– Państwa członkowskie BRICS-u mają między sobą wiele różnych i często sprzecznych interesów, jednak to co ich głównie łączy to wstrzemięźliwe podejście do polityki Stanów Zjednoczonych i bezwarunkowej współpracy z Zachodem – pisze dr Marcin Przychodniak z Polskiego Instytutu Spraw Międzynarodowych (PISM).
Grupa BRICS, uznawana kiedyś za stowarzyszenie kluczowych gospodarek wschodzących, powiększy się o sześć państw. W przyszłym roku dołączy Arabia Saudyjska, Iran, Egipt, Etiopia, Argentyna i Zjednoczone Emiraty Arabskie, co będzie stanowić jeszcze większą konkurencję krajów G7.
BiznesAlert.pl: Czy rozszerzenie grupy BRICS to zagrożenie dla Zachodu?
Marcin Przychodniak: BRICS być może kiedyś stanie się zagrożeniem dla Zachodu, ale zależy to od wielu czynników, jednak na chwilę obecną trudno jest przewidzieć dalsze działania bloku i realizację zakładanych celów. Warto zwrócić uwagę, że państwa członkowskie mają między sobą wiele różnych i często sprzecznych interesów, jednak to co ich głównie łączy to wstrzemięźliwe podejście do polityki Stanów Zjednoczonych i bezwarunkowej współpracy z Zachodem.
Obecnie w tej materii jest zbyt dużo niewiadomych, żeby jednoznacznie stwierdzić, jakie zagrożenie będzie stwarzać BRICS. Myślę, że w samej ocenie zbytnio skupiamy się na narzuconej przez Chiny narracji, która opisuje rozszerzenie grupy jako dowód na samodzielność myślenia państw rozwijających wpisując ją we własną rywalizację z USA.
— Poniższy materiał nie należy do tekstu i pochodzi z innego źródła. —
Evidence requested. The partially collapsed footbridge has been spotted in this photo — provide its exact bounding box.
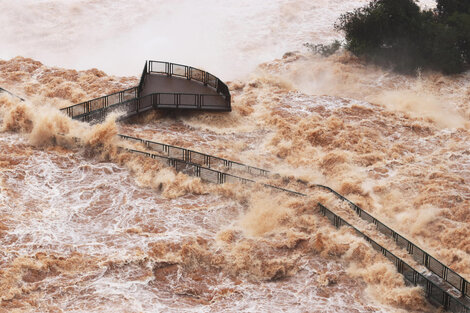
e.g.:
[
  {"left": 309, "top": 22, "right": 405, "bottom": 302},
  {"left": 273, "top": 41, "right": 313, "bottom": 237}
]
[{"left": 0, "top": 61, "right": 470, "bottom": 313}]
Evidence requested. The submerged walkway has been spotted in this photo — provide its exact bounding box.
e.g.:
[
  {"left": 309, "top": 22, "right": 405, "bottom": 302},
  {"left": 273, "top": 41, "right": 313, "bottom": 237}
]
[
  {"left": 0, "top": 61, "right": 470, "bottom": 313},
  {"left": 61, "top": 61, "right": 232, "bottom": 124}
]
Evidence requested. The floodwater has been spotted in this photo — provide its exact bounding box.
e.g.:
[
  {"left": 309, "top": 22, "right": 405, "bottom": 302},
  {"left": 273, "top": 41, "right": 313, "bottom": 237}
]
[{"left": 0, "top": 0, "right": 470, "bottom": 313}]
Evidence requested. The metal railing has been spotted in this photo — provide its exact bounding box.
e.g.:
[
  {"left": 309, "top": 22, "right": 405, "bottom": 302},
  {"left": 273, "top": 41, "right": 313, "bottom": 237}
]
[
  {"left": 148, "top": 61, "right": 231, "bottom": 105},
  {"left": 0, "top": 87, "right": 24, "bottom": 101},
  {"left": 61, "top": 89, "right": 231, "bottom": 124},
  {"left": 318, "top": 203, "right": 470, "bottom": 313},
  {"left": 61, "top": 61, "right": 231, "bottom": 121},
  {"left": 61, "top": 87, "right": 139, "bottom": 119},
  {"left": 115, "top": 140, "right": 470, "bottom": 313},
  {"left": 119, "top": 135, "right": 269, "bottom": 177},
  {"left": 315, "top": 185, "right": 470, "bottom": 299},
  {"left": 119, "top": 135, "right": 470, "bottom": 299}
]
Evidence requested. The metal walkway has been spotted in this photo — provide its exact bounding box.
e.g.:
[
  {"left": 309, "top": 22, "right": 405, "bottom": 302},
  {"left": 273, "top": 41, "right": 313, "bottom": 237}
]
[
  {"left": 119, "top": 135, "right": 470, "bottom": 313},
  {"left": 0, "top": 86, "right": 470, "bottom": 313},
  {"left": 61, "top": 61, "right": 231, "bottom": 124}
]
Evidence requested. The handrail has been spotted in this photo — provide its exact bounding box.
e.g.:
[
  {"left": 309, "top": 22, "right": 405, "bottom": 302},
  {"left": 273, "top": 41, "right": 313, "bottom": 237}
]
[
  {"left": 317, "top": 203, "right": 470, "bottom": 313},
  {"left": 60, "top": 86, "right": 139, "bottom": 118},
  {"left": 119, "top": 135, "right": 470, "bottom": 299},
  {"left": 61, "top": 92, "right": 231, "bottom": 122},
  {"left": 117, "top": 140, "right": 470, "bottom": 313},
  {"left": 61, "top": 61, "right": 231, "bottom": 120},
  {"left": 144, "top": 60, "right": 231, "bottom": 103},
  {"left": 0, "top": 87, "right": 24, "bottom": 101}
]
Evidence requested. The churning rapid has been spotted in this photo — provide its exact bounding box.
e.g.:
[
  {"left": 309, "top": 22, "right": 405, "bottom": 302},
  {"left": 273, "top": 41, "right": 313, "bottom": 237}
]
[{"left": 0, "top": 0, "right": 470, "bottom": 313}]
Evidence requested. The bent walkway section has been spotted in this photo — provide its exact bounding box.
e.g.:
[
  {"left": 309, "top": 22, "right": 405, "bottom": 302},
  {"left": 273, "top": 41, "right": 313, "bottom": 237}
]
[{"left": 61, "top": 61, "right": 231, "bottom": 124}]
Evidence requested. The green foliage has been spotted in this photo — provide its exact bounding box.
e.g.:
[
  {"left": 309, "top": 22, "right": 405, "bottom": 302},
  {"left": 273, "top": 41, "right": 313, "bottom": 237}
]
[
  {"left": 304, "top": 40, "right": 341, "bottom": 57},
  {"left": 335, "top": 0, "right": 470, "bottom": 74}
]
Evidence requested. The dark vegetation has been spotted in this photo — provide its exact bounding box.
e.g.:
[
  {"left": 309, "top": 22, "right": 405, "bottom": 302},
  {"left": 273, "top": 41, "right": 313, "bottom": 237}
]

Czy większa ilość członków w tym bloku wzmocni pozycję Chin?
Rozszerzenie BRICS-u to nie tylko sukces Chin, bo tym procesie były też zaangażowane inne państwa (choćby Indie odegrały znaczącą rolę), jednak nowi członkowie wzmocnią międzynarodowy wizerunek Pekinu. Jednak myślę, że ChRL trudno będzie skutecznie przekonać BRICS do znaczącego zmniejszenia roli amerykańskiego dolara w rozliczeniach handlowych na rzecz juana.
Jednak przy słabnącej roli Rosji na arenie międzynarodowej i pewnym balansowaniu Indii Chiny stają się nadrzędnym podmiotem, a więcej państw w BRICS oznacza szerszą grupę wsparcia dla punktu widzenia Pekinu. Oczywiście elementem przetargowym będzie wsparcie chińskich aspiracji np. wobec Tajwanu w zamian za konkretne korzyści ekonomiczne, czy polityczne dla nowych członków.
Uważam jednak, że BRICS jest bardzo daleko od stworzenia aktywnej struktury międzynarodowej, która stworzyłaby w obecnej sytuacji problemy dla Stanów Zjednoczonych.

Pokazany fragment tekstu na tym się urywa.